All percent encoding

Fixes #2575.
httpwg · Jul 11, 2023 · 1b74c4e · 1b74c4e
1 parent 717f0b7
commit 1b74c4e
Showing 1 changed file with 21 additions and 12 deletions.
diff --git a/draft-ietf-httpbis-sfbis.md b/draft-ietf-httpbis-sfbis.md
@@ -695,8 +695,10 @@ Given a string of Unicode characters as input_string, return an ASCII string sui
    1. If byte is %x25 ("%"), append "%25" to encoded_string.
    2. If byte is in the ranges %x00-1f or %x7f-ff, apply the percent-encoding defined in {{Section 2.1 of URI}} to byte and append the result to encoded_string.
    3. Otherwise, decode byte as an ASCII character and append the result to encoded_string.
-3. Let formatted_string be the result of running Serialising a String ({{ser-string}}) with encoded_string.
-4. Return the character "%" followed by formatted_string.
+3. Let output be a string containing %x25 ("%") followed by DQUOTE.
+4. Append encoded_string to output.
+5. Append DQUOTE to output.
+6. Return output.
 
 
 ## Parsing Structured Fields {#text-parse}
@@ -966,16 +968,23 @@ Given an ASCII string as input_string, return a Date. input_string is modified t
 
 Given an ASCII string as input_string, return a string of Unicode characters. input_string is modified to remove the parsed value.
 
-0. If the first character of input_string is not "%", fail parsing.

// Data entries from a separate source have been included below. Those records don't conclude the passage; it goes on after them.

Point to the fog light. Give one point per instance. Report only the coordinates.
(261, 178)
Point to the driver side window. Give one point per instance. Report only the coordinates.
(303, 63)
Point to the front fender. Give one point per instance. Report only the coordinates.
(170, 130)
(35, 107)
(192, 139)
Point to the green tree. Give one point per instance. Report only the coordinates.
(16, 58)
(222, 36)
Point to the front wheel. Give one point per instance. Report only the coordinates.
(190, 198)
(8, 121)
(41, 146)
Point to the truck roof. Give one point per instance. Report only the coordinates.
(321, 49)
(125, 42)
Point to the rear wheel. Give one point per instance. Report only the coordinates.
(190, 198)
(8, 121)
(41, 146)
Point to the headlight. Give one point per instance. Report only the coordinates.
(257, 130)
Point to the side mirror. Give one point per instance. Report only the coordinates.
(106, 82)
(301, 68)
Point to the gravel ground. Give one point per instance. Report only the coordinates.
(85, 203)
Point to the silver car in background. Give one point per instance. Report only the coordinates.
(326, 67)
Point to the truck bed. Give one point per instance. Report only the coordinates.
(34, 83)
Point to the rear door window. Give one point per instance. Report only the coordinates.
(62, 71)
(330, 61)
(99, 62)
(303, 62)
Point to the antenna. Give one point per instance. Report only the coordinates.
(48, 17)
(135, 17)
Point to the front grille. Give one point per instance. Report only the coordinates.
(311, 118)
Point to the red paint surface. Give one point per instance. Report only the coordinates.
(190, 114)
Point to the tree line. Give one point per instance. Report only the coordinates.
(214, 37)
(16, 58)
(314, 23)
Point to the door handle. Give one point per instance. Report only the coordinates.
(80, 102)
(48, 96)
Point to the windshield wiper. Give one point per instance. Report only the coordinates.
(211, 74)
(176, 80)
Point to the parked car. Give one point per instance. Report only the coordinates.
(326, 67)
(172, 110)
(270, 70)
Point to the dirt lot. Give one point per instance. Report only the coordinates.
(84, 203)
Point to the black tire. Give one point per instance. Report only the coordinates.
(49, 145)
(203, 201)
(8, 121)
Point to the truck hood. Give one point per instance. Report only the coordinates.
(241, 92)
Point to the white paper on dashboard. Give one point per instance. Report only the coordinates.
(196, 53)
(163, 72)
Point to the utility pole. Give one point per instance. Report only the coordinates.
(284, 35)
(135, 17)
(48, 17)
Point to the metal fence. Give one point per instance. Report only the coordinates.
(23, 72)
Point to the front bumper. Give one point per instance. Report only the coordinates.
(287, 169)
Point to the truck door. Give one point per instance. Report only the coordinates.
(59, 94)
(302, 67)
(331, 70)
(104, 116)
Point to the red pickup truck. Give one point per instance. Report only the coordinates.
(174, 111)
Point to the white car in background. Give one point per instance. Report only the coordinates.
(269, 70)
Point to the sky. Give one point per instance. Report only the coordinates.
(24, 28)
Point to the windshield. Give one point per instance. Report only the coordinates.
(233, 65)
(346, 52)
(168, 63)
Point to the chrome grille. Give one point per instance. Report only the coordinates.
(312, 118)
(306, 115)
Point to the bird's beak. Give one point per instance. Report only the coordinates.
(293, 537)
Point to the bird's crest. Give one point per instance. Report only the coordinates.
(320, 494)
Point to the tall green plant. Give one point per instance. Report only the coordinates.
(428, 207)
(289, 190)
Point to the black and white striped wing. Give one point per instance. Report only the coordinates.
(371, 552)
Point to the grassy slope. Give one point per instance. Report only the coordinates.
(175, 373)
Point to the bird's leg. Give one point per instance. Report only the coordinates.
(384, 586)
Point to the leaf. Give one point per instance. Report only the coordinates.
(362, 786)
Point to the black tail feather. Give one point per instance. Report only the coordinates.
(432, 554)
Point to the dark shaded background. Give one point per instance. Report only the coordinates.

-1. Discard the first character of input_string.
-2. Let parsed_string be the result of running Parsing a String ({{parse-string}}) with input_string.
-3. Let byte_array be the result of applying ASCII encoding to input_string.
-4. For each sigil_byte in byte_array which is %25 ("%"):
-   1. Let octet_hex be the two bytes after sigil_byte in byte_string. If there are not two bytes, fail parsing.
-   2. Let octet be the result of decoding octet_hex as hexidecimal, in a case-insensitive fashion.
-   3. Replace sigil_byte and octet_hex in byte_array with octet.
-5. Let unicode_string be the result of decoding byte_array as a UTF-8 string {{UTF8}}. Fail parsing if decoding fails.
-6. Return unicode_string.
+0. If the first two characters of input_string are not  %x25 ("%") followed by DQUOTE, fail parsing.
+1. Discard the first two characters of input_string.
+2. Let byte_array be an empty byte array.
+3. While input_string is not empty:
+   1. Let char be the result of consuming the first character of input_string.
+   2. If char is in the range %x00-1f or %x7f-ff (i.e., it is not in VCHAR or SP), fail parsing.
+   3. If char is %x25 ("%"):
+      1. Let octet_hex be the two bytes after char in input_string. If there are not two bytes, fail parsing.
+      2. Let octet be the result of decoding octet_hex as hexidecimal, in a case-insensitive fashion.
+      3. Append octet to byte_array.
+   2. If char is DQUOTE:
+      1. Let unicode_string be the result of decoding byte_array as a UTF-8 string {{UTF8}}. Fail parsing if decoding fails.
+      2. Return unicode_string.
+   3. Otherwise, if char is not %x25 or DQUOTE:
+      1. Let byte be the result of applying ASCII encoding to char.
+      2. Append byte to byte_array.
+4. Reached the end of input_string without finding a closing DQUOTE; fail parsing.
 
 
 # IANA Considerations {#iana}